現状の期近ベースでの24,000円の原油なら、まさに元売は笑いが止まらん大儲けと言う事になるだろう。

 もっとも現状では、定修によって精製能力の25%ほどが止まっている状況と言われており、仕切り価格は4,000円程度の大幅値上げ。ガソリンスタンドでの価格も、もうすぐリッター4円程度は上がるだろう。

 しかし定期修理明けは、6月の半ば過ぎである。あと半月後にはどう見たって作れば儲かるガソリンを増産する事は間違いないだろう。現物が上げ始めて、先物相場は天井打ち〜下落を鮮明にするのはその先読みである。

 チャートでの先物価格はすでに天井打ちを果たしており、後は元売大増産までの時間との戦いであると考える。

 …中略…

 結論として当方の相場観は、当先の逆ザヤ幅は最大12,000円へ。だが先物チャートで天井確認しており、3万円割れへ進むだろう。当限の騰勢は、元売の定期修理明けまでには終了するだろう。

 

 

今週の灯油の値動き

 

7月限(当限)

前日比

12月限(先限)

前日比

5月24日

\32,560

L1050

\34,940

L1050

5月25日

\33,100

540

\35,990

H1050

5月26日

\33,220

120

\35,870

-120

5月27日

\33,490

270

\35,690

-180

5月28日

\32,850

-640

\34,990

L700

 

 最後に灯油です…先週号においては、『他油種が下落すれば最大4,000円幅の下落はあろう。しかしガソリンのように逆ザヤ化する事は考えられず、ガソリンとの証拠金が同額になればまたガソリン売り・灯油買いが有効となるだろう。』とした。

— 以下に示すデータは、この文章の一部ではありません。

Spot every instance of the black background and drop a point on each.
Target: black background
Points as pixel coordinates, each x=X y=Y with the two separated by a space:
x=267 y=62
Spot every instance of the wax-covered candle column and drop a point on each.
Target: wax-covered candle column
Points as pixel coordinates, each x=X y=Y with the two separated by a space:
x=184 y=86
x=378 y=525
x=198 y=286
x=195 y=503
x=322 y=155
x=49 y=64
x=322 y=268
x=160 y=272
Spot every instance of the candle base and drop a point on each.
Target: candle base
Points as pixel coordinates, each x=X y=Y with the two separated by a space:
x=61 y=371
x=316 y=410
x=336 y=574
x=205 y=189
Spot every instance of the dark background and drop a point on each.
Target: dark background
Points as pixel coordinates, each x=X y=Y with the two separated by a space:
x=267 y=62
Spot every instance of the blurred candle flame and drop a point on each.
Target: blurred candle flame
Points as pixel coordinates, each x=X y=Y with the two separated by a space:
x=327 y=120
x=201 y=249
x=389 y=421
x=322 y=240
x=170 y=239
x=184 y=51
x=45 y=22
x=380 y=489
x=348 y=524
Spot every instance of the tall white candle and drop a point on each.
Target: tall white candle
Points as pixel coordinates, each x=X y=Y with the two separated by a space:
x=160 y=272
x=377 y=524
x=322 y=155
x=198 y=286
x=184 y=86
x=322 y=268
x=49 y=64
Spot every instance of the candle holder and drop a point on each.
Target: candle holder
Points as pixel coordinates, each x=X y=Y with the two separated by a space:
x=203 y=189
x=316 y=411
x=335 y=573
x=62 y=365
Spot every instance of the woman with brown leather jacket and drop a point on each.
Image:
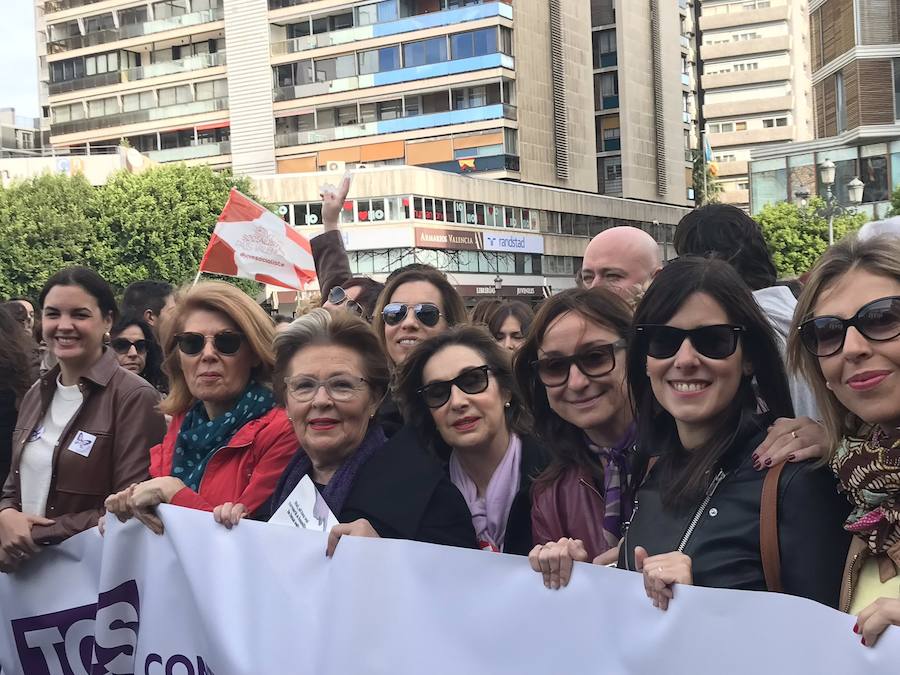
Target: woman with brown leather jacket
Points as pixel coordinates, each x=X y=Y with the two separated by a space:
x=84 y=429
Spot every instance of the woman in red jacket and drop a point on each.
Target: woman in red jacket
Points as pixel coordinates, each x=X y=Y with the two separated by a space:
x=227 y=441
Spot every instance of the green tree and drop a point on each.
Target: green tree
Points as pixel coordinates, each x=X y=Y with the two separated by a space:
x=152 y=225
x=798 y=235
x=703 y=176
x=45 y=224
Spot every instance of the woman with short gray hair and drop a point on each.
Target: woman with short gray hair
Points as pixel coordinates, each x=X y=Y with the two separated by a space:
x=331 y=374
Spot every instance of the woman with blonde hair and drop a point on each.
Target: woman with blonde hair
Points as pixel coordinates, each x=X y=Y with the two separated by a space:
x=846 y=342
x=227 y=442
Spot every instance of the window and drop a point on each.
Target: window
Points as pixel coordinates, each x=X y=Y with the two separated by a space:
x=379 y=60
x=840 y=103
x=103 y=106
x=175 y=95
x=139 y=101
x=474 y=43
x=210 y=90
x=335 y=68
x=897 y=89
x=425 y=52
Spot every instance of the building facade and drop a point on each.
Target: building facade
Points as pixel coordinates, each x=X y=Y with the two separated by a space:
x=19 y=136
x=756 y=83
x=491 y=237
x=443 y=93
x=856 y=88
x=642 y=56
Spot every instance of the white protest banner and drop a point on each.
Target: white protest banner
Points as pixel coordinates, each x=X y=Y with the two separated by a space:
x=260 y=599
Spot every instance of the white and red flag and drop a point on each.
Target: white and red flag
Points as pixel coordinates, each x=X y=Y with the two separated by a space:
x=251 y=242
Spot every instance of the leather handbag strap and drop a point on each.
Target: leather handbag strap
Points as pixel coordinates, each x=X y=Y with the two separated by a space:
x=768 y=529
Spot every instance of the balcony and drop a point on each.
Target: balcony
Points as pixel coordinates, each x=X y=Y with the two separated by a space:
x=52 y=6
x=395 y=76
x=198 y=62
x=137 y=116
x=449 y=17
x=135 y=30
x=401 y=124
x=478 y=164
x=190 y=152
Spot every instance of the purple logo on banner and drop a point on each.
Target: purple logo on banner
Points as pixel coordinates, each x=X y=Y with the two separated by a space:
x=62 y=643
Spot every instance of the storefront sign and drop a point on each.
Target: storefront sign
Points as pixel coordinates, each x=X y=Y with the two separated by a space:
x=457 y=240
x=513 y=243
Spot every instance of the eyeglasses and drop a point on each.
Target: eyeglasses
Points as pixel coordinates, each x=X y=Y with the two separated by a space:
x=714 y=342
x=426 y=313
x=338 y=296
x=592 y=361
x=471 y=381
x=124 y=345
x=878 y=321
x=339 y=388
x=225 y=342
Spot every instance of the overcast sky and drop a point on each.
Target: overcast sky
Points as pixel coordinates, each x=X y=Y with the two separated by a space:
x=18 y=60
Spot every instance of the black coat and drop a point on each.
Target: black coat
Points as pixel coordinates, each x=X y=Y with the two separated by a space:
x=518 y=526
x=724 y=546
x=403 y=492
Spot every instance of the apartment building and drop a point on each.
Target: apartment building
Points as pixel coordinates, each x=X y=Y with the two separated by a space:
x=756 y=83
x=856 y=89
x=19 y=135
x=643 y=99
x=487 y=89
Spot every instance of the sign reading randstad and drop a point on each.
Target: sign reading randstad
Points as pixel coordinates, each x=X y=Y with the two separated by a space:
x=514 y=243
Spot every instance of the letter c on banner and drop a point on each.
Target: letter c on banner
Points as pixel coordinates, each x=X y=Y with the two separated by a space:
x=151 y=658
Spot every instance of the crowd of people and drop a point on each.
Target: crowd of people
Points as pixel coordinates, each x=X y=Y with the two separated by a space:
x=698 y=422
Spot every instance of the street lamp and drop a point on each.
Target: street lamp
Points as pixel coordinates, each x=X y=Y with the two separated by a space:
x=832 y=208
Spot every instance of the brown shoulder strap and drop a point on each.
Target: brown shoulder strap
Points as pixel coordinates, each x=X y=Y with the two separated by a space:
x=768 y=529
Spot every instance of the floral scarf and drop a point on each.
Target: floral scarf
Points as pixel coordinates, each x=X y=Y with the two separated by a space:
x=869 y=471
x=200 y=437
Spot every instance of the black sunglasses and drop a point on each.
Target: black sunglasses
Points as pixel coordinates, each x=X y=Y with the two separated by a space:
x=338 y=296
x=124 y=345
x=226 y=342
x=426 y=313
x=471 y=381
x=592 y=361
x=878 y=321
x=713 y=342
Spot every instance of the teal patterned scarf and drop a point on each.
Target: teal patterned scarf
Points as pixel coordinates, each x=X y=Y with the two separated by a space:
x=199 y=438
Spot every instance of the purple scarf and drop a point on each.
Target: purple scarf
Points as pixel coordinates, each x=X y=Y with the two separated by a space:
x=335 y=493
x=491 y=511
x=617 y=489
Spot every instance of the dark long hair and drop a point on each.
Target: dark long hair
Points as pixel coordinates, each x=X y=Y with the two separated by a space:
x=88 y=280
x=15 y=357
x=409 y=380
x=152 y=371
x=686 y=475
x=564 y=439
x=514 y=308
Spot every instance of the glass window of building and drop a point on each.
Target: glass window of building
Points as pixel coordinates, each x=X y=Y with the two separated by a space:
x=335 y=68
x=379 y=60
x=473 y=43
x=425 y=52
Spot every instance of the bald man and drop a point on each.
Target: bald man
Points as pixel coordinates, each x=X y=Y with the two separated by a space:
x=622 y=259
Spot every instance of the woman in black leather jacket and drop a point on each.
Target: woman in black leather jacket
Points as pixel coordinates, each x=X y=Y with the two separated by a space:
x=707 y=379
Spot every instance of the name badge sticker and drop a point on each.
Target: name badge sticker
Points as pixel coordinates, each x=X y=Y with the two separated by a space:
x=82 y=443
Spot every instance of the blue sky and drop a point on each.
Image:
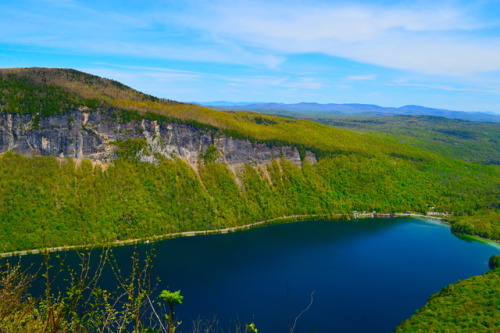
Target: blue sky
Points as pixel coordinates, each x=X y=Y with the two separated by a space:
x=443 y=54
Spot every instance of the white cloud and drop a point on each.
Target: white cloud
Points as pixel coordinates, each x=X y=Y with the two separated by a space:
x=361 y=77
x=434 y=39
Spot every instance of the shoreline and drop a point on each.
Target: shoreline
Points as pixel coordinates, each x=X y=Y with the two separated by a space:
x=276 y=220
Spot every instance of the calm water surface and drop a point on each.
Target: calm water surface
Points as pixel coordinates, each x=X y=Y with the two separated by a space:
x=367 y=276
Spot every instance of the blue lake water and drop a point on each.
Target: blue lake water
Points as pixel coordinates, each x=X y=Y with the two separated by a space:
x=367 y=275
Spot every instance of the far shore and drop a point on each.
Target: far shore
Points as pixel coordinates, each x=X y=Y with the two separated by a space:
x=281 y=219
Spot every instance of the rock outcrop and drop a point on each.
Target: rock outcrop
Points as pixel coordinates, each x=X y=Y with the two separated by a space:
x=91 y=135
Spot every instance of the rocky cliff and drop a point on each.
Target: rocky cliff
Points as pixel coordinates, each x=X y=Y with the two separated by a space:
x=91 y=135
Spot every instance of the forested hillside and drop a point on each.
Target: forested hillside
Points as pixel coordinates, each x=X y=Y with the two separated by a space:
x=470 y=305
x=49 y=201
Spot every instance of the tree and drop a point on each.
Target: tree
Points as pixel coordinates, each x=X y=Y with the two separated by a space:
x=171 y=298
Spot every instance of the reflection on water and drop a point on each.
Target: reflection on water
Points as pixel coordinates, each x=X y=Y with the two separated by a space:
x=367 y=275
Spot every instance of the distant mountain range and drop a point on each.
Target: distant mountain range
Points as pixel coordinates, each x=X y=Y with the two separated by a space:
x=335 y=110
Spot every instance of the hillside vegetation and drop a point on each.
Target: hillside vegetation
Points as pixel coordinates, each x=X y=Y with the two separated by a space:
x=461 y=139
x=49 y=201
x=470 y=305
x=46 y=201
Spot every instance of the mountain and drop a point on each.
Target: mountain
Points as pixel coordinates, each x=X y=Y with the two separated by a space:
x=460 y=139
x=89 y=160
x=330 y=110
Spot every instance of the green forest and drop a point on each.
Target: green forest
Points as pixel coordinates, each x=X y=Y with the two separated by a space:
x=46 y=201
x=470 y=305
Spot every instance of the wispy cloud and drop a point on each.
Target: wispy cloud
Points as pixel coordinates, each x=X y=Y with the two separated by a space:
x=432 y=39
x=361 y=77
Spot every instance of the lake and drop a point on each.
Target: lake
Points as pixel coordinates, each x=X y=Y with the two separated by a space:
x=365 y=276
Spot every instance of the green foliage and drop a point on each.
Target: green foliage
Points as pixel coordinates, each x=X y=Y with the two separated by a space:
x=172 y=298
x=494 y=262
x=470 y=305
x=459 y=139
x=46 y=201
x=484 y=223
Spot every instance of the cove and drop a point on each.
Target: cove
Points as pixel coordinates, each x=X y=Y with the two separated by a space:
x=367 y=275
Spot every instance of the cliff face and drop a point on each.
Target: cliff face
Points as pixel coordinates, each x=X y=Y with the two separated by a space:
x=90 y=135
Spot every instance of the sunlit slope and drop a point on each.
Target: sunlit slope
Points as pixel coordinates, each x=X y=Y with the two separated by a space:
x=54 y=91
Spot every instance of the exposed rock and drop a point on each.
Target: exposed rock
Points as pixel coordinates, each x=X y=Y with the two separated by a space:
x=90 y=135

 今週の相場展開は、週明け1,050円幅のストップ安に下落した後、翌25日は同じ幅のストップ高の急騰。26日は小動きだったためストップ制限も700円幅に戻り、そして週末はNY原油安を受けて再びストップ安への下落である。

 週末の終値は34,990円35,000円割れまで下落しており、これで5月17日に記録した36,810円から先物引継ぎ足では都合1,820円幅の下落

 4月2日の安値28,160円から8,650円幅も上昇した相場ゆえ(限月違いで需要期相場が建っているのも原因だが)36,810円で天井を確認した相場は、いずれ3分の1押しでも2,880円幅の33,930円まであと1,000円は下がるだろう。半値押しなら4,330円幅の32,480円までの下落となる。

 今は不需要期であり、○○などの商社筋が割安な灯油を受けてジェット燃料に加工し輸出する以外は、需要は全く無い。よってガソリンの当限が幾ら上がろうと、全く蚊帳の外の状態ではある。問題は輸入採算が幾らか、という事での動きとなろう。

 しかし先物限月は需要期ゆえ、ガソリンのように逆ザヤになる事は有り得ない。それどころか今はまだ天井打ち〜下落のサイクルだろうと考えられるため、また人気もまだ無いため買い殺到は考えづらいが、万が一にも夏場を過ぎても原油価格が高止まりするようであれば、現状ではガソリン生産を主に行い灯油は輸出に廻してしまっているため、需要期目前にして在庫が少ないようならば、今のガソリン相場の期近限月のような青天井になる事態も容易に想像できる。

 大衆筋の売りに対し、なぜか自己玉が常に買い越しになっている現状は、その遠い先を見通しているのかもしれない。もっともそれはお大尽の張り方であり、天井したものを今買う気にはならないが…もちろん、原油の50ドル説を信じる向きは買うだろうが。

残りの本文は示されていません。